Les plus beaux chapeaux de laine de France
C’est d’ailleurs chez nous, en Dauphiné, que se fabriquent d’après Jean-Antoine Nollet, « les plus beaux chapeaux de laine » de tout le royaume de France ! Achetée chez des bouchers ou des agriculteurs, cette laine est d’abord cardée (peignée), puis elle est assemblée en quatre pièces, les « capades », que l’on dispose sur une grande table. Vient alors le moment de fouler les capades dans l’eau presque bouillante que fournit une chaudière. A force de trempes et de manipulations, la laine se mue en feutre, un tissu non tissé fait par l’agglomération des poils, lequel est dressé en forme de chapeau. Puis l’on sort cette ébauche de la chaudière, on la place sur un moule en bois ressemblant au sommet d’une tête, on fait sécher le tout dans une étuve pendant une nuit, et l’on obtient un chapeau. Sa couleur est alors blanche ou grise, et fournira telle quelle les couvre-chefs des ecclésiastiques. Mais le reste de la population réclame des chapeaux noirs, ou parfois rouges, ce qui nécessitera un passage chez le teinturier. Il ne reste plus alors aux frères Chappel qu’à imbiber le feutre d’une sorte de colle pour l’imperméabiliser, à coudre une coiffe intérieure en tissu de couleur vive – rouge, bleue, verte ou jaune –, à donner un coup de fer à repasser, et leur œuvre est achevée. Voici un beau tricorne, monsieur, ou pour vous, jeune homme, un bicorne, puisque votre génération les préfère à présent !

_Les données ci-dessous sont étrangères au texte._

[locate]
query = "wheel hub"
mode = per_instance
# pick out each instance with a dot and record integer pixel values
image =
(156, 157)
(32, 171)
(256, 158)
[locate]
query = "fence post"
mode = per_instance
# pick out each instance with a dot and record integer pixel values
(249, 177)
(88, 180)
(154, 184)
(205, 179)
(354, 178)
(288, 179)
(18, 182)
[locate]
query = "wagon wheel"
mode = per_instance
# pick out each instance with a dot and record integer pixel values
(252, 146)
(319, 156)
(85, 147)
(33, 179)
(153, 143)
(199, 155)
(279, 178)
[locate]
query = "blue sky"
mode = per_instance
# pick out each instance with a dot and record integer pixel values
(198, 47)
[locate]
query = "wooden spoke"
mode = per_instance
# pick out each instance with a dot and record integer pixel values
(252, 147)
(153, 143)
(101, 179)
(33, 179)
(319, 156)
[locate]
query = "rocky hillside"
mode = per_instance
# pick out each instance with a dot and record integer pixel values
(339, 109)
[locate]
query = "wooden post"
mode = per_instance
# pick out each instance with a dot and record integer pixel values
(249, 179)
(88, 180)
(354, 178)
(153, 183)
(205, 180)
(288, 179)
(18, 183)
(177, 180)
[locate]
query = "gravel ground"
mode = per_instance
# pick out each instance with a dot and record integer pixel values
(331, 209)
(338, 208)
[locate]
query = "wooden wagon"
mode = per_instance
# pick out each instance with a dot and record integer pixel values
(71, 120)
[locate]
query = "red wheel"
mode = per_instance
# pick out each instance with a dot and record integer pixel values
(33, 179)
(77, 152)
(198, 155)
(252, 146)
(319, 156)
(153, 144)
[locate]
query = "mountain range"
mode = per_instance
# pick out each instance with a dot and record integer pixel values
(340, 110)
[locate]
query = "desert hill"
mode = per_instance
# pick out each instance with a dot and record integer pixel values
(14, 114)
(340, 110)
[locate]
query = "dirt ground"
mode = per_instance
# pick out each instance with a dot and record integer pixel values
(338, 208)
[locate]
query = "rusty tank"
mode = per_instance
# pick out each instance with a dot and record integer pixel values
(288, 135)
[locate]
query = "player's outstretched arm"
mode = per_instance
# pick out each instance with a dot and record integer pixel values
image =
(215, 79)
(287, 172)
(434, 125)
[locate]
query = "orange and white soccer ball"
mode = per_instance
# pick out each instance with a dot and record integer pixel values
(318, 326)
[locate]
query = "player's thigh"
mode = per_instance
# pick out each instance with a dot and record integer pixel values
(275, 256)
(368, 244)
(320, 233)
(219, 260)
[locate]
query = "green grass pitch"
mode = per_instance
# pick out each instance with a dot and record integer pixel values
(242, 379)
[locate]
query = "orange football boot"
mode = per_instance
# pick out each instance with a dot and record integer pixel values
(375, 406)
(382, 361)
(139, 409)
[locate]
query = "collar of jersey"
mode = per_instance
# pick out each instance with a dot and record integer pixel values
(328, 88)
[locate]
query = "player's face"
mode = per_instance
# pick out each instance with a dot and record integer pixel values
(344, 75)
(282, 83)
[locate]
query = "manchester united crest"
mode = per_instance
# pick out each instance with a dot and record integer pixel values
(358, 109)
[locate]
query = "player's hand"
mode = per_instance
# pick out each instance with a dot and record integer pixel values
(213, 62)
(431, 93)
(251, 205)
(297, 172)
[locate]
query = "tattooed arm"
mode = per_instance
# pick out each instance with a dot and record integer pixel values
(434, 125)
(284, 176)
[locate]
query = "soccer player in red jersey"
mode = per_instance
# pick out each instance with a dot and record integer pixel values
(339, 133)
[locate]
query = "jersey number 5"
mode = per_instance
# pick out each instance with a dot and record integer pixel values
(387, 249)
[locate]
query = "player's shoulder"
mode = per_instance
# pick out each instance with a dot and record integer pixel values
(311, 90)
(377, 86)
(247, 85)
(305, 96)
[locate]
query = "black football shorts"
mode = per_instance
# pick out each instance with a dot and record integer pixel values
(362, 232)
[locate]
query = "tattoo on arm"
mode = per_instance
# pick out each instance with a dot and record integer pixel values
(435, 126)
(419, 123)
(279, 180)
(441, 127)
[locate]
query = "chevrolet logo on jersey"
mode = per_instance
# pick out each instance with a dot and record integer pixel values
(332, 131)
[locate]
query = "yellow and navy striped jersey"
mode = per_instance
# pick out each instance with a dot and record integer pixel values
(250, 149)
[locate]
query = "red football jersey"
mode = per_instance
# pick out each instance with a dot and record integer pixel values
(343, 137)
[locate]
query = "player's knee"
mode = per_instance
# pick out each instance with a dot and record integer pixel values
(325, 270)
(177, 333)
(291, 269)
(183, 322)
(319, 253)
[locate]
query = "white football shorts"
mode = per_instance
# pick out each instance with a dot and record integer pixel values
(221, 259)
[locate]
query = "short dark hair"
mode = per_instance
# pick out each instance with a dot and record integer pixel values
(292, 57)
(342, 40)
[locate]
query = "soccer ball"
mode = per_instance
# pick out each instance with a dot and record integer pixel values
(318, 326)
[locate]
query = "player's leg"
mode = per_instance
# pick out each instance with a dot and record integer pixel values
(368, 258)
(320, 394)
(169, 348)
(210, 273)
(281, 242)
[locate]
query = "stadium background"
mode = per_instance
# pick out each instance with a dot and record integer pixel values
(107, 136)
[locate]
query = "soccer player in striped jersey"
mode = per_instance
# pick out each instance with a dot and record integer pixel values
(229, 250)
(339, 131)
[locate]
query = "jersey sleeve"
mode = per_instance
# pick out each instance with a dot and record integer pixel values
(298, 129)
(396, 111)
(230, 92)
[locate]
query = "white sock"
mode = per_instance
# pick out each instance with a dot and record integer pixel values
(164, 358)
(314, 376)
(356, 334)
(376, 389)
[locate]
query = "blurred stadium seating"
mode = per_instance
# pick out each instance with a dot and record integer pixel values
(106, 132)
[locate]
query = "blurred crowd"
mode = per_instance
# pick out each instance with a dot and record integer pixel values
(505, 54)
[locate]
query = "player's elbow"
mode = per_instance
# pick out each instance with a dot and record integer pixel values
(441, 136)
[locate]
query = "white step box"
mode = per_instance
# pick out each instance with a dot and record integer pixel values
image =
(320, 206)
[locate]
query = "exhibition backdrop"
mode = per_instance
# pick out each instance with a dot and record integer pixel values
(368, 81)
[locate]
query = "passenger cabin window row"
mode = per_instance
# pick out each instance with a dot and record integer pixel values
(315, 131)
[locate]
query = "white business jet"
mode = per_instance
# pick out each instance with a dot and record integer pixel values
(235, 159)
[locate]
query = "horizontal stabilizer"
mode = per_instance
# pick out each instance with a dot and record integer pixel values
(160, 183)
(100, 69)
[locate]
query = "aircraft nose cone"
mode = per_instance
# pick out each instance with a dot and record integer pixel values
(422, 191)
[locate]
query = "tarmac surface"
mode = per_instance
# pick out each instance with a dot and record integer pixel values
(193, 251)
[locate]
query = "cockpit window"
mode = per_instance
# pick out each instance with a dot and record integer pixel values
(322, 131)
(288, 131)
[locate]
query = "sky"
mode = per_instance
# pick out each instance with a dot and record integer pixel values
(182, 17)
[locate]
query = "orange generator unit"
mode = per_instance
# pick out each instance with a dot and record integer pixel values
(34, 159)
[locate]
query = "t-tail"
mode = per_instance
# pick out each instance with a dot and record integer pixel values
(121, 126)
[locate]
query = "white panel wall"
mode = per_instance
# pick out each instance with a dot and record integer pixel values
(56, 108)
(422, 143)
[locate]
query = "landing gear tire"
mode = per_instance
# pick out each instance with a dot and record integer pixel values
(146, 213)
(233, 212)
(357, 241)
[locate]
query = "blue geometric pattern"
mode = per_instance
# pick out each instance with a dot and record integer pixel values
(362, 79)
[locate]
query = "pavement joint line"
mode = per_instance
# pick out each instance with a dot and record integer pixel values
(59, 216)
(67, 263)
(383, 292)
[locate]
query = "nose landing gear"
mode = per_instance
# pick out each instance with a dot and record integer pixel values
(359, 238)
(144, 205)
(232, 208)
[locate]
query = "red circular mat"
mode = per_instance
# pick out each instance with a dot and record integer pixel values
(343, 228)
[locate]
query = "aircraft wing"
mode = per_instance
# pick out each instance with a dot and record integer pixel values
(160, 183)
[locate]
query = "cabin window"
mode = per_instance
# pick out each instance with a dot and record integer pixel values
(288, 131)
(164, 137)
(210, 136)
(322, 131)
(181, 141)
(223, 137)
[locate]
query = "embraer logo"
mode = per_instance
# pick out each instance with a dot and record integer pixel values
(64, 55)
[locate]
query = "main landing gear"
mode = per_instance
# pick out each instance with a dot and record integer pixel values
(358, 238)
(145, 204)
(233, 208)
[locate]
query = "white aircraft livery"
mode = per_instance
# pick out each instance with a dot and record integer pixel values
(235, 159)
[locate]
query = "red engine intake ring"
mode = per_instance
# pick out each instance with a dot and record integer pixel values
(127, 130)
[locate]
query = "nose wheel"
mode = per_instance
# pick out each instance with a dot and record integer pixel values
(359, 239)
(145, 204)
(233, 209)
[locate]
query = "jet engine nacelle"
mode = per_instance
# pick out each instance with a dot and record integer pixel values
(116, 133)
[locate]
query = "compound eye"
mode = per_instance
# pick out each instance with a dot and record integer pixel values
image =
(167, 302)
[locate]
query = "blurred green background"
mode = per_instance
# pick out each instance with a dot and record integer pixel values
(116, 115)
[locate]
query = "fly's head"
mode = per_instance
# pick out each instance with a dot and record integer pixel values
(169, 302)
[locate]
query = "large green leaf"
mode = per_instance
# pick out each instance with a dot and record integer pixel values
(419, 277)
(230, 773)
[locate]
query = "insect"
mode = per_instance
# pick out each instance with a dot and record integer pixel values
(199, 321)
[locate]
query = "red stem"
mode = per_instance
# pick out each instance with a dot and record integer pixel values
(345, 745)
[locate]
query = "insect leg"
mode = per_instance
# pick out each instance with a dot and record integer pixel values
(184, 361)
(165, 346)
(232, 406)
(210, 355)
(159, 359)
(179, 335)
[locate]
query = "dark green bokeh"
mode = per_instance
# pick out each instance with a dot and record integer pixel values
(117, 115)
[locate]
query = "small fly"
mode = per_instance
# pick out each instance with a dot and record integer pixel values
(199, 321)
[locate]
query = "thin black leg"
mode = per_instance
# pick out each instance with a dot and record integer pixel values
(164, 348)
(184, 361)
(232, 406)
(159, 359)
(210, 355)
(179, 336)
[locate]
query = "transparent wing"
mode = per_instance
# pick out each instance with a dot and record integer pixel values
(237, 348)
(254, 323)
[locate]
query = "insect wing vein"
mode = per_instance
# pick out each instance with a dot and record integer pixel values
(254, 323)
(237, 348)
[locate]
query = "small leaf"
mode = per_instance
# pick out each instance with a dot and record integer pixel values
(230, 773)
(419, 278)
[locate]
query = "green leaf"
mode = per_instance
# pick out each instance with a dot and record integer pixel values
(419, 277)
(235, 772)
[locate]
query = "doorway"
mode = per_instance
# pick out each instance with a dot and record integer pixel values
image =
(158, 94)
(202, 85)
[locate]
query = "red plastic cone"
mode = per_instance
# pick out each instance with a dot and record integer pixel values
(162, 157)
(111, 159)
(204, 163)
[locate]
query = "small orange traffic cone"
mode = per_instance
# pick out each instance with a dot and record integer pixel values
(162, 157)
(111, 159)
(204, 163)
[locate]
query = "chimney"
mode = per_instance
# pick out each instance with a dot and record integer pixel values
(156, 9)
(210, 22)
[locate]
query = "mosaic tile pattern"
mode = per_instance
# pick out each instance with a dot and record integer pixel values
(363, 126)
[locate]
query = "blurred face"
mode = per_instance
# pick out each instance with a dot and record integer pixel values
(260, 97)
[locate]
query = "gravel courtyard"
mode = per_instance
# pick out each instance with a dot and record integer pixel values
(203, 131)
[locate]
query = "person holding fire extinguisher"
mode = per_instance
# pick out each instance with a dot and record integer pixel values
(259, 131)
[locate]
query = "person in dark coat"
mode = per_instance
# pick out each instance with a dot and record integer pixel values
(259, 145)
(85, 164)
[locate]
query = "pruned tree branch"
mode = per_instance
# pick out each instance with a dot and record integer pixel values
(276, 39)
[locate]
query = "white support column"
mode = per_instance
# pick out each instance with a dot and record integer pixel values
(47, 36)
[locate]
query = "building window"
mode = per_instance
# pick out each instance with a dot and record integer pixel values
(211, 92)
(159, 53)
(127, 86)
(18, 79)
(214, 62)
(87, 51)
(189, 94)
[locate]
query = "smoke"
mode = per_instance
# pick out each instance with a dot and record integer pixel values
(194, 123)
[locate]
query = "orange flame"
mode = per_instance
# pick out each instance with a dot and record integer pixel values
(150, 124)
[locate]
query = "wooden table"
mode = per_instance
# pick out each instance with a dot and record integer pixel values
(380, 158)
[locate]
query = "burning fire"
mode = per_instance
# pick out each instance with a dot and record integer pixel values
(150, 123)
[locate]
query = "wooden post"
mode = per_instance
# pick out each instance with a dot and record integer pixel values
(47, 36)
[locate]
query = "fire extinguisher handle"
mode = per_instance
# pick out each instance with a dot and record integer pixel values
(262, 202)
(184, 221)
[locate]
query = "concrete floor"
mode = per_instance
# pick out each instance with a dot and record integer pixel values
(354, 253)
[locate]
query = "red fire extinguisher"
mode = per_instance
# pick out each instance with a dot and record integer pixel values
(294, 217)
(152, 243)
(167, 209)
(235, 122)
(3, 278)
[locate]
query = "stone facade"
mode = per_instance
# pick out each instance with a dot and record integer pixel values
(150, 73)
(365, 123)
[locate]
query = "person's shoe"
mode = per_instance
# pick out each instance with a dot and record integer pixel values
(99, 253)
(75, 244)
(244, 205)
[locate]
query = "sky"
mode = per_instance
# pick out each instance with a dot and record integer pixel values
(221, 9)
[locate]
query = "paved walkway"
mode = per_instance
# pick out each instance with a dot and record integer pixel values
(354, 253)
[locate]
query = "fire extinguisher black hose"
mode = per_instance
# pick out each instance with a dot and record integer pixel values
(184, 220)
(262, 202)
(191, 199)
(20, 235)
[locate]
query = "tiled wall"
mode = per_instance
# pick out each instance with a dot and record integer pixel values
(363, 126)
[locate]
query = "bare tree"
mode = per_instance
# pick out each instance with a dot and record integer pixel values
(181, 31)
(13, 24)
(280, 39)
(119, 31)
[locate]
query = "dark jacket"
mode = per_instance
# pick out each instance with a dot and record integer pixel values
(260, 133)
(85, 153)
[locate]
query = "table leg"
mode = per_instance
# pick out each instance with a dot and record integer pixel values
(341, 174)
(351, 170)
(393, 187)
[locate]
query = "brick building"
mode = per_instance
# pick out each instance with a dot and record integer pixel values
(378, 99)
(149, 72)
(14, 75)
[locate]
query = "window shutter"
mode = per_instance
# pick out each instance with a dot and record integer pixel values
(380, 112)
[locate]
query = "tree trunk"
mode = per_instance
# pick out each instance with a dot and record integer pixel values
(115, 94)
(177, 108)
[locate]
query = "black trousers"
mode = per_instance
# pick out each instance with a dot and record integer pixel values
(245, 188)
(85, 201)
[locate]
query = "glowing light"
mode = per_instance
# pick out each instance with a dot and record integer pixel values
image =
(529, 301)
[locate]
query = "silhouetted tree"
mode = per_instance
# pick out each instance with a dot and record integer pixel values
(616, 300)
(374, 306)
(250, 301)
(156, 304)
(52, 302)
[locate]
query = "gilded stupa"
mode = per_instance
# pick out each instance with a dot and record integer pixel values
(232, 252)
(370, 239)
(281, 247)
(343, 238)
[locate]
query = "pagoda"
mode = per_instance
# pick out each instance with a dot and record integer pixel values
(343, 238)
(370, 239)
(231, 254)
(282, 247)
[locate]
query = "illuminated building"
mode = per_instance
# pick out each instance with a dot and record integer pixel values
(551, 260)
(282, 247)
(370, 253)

En une semaine de travail acharné, Jean Chappel parvient ainsi à fabriquer 12 à 13 chapeaux, qui seront vendus à des clients de Vénissieux, ou encore à des marchands lyonnais qui les exporteront jusqu’en Espagne ou en Amérique du Sud. Il n’y gagnera guère que 8 à 10 sous par chapeau, mettons 20 sous par jour, soit à peine plus que le salaire d’un ouvrier agricole. L’affaire des frères Chappel ne les nourrissant guère, François finit par partir à Lyon où il se fait embaucher comme ouvrier chapelier. Quant à Jean, il rejoint son épouse cabaretière et se met à son tour à vendre du vin dans sa maison du Moulin à Vent. Il mourut en 1780, à l’âge de 37 ans, des suites d’une longue maladie. L’art de la chapellerie déserta-t-il pour autant Vénissieux ? Pas du tout ! Tel un lapin sorti d’un chapeau, dès 1782 le jeune Claude Baladon, fils d’un vigneron du village, s’offrit moyennant la somme importante de 200 Livres, un apprentissage du métier auprès d’un maître chapelier de La Guillotière. Puis il retourna chez nous, une fois devenu à son tour, maître en l’art du couvre-chef. Pour le plus grand bonheur des têtes des Vénissians.